Frozen sections were permeabilized and stained as described (7). For detection of CXCL12, additional blocking with image-iT Fx signal enhancer (Molecular Probes, Eugene, O.R.) solution was used according to the manufacturer's instructions. Primary antibodies were used at the following dilutions: anti-CXCL12 (1:20), anti-mPECAM-1 (2ug/mL), anti-CD11b (1:25), anti-CD3 (1:500 dilution) and anti-IL-1β (1:66 dilution). Primary antibodies were detected with secondary goat anti-rabbit and anti-rat IgG conjugated to Alexa 555 or Alexa 488 and donkey anti-goat IgG conjugated to Alexa 568 (Molecular Probes Inc.) for immunofluorescence and nuclei were counterstained with ToPro3. Control sections were incubated with isotype-matched IgG. Sections were analyzed using a Zeiss LSM 510 laser scanning confocal microscope and accompanying software (Zeiss).
Cells were isolated from the spinal cords of mice with EAE as previously described (7) and stained with fluorescently conjugated antibodies to CD4, CD8, CD3, IL-17, and γδTCR (see above) or with unconjugated primaries (IL-1β) which were then detected with anti-goat fluorescently conjugated secondary antibodies. Data collection and analysis were conducted using a FACScaliburTM flow cytometer using CellQuestTM software (Becton Dickinson). For fluorescence analysis, a bivariate dot plot of forward versus side scatter was generated, and cells were analyzed through a live cell gate.
Cells isolated as above from the spinal cords of mice were briefly restimulated in vitro for 2 hours at 37° C with 50ng/mL PMA add 1uM ionomycin and cytokines were concentrated with 1μg/ml Brefeldin A. Cells were then washed in PBS, fixed with 0.4% PFA, and permeablized with 0.1% saponin, in PBS supplemented with 0.5% BSA and 0.1% azide. Cells were incubated with antibodies in the PBS-saponin buffer, washed, resuspended in PFA, and analyzed immediately.
Bone marrow harvested from the femur and tibula was depleted of differentiated lymphocytes by negative selection using anti-CD4 and anti-CD8 magnetic beads (Dynal Biotech, Oslo, Norway) according to manufacture's instructions. After 45 minutes rocking at 4° C, lymphocytes bound to beads were removed and extensively washed prior to being resuspended. 2×10^6 cells were then transferred retro-orbitally to sex-matched recipients that had received a lethal irradiation dose of 1,000 rads 24 hours prior. Irradiation control mice did not received transferred cells and served as an irradiation control in each experiment.

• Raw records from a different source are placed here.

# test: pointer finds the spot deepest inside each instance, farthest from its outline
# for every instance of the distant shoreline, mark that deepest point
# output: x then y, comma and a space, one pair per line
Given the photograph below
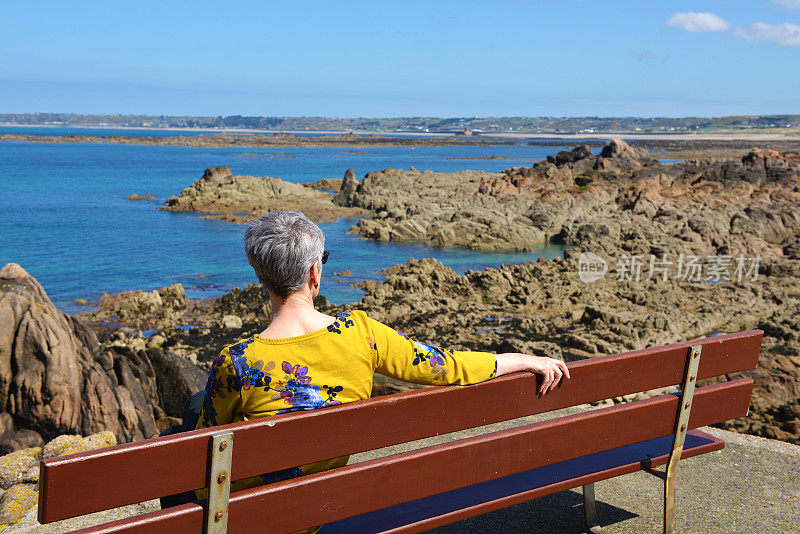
743, 136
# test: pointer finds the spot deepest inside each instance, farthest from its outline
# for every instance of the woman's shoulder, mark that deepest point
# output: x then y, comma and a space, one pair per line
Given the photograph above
235, 352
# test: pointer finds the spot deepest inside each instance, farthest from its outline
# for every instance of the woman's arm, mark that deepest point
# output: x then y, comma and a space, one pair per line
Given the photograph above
550, 369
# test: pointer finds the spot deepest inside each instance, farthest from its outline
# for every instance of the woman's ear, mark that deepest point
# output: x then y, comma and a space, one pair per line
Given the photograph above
315, 275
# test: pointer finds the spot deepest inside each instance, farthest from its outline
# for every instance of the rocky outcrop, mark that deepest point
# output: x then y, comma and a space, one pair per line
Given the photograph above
741, 205
220, 192
438, 209
326, 184
55, 378
347, 190
19, 472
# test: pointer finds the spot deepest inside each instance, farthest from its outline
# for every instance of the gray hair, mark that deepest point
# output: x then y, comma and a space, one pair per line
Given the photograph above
281, 247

Transferred bone marrow was allowed 6 weeks for full engraftment prior to MOG immunization as described above.
EAE mice underwent Gd-MRI either before the onset of clinical signs, during the acute phase, or in the chronic phase. Unimmunized mice (n=2) served as controls. Mice were anesthetized using 5% isoflurane in oxygen, fitted with a custom nose cone to deliver 1% isoflurane in oxygen for maintenance, and placed in a custom holder and surface coil as described previously (25). The tail vein of the mouse was cannulated with a 28 G catheter (Strategic Applications, Inc., Libertyville, IL) prior to placement of the entire preparation in a 4.7 T MRI (Varian Inc, Palo Alto, CA). T1-weighted spin-echo images were collected before and 5 minutes after the administration of 0.02 ml bolus of 17.2 mg/ml gadolinium-diethylenetriamine pentaacetic acid (DTPA; Omniscan, GE Healthcare, Princeton, NJ) with the following parameters: TR/TE 700/14 ms, 128 × 128 matrix (zero filled to 256 × 256), 1 cm2 FOV, 1 mm slice thickness, 4 averages. Data analysis was accomplished via the creation of enhancement maps, which were created on a pixel-by-pixel basis using the equation: % Enhancement = (Spost - Spre) / Spre × 100, where Spre and Spost are the signal intensities of the pre- and post-contrast images, respectively. Regions of interest were manually traced along the ventrolateral white matter on the pre-contrast images and applied to the enhancement maps.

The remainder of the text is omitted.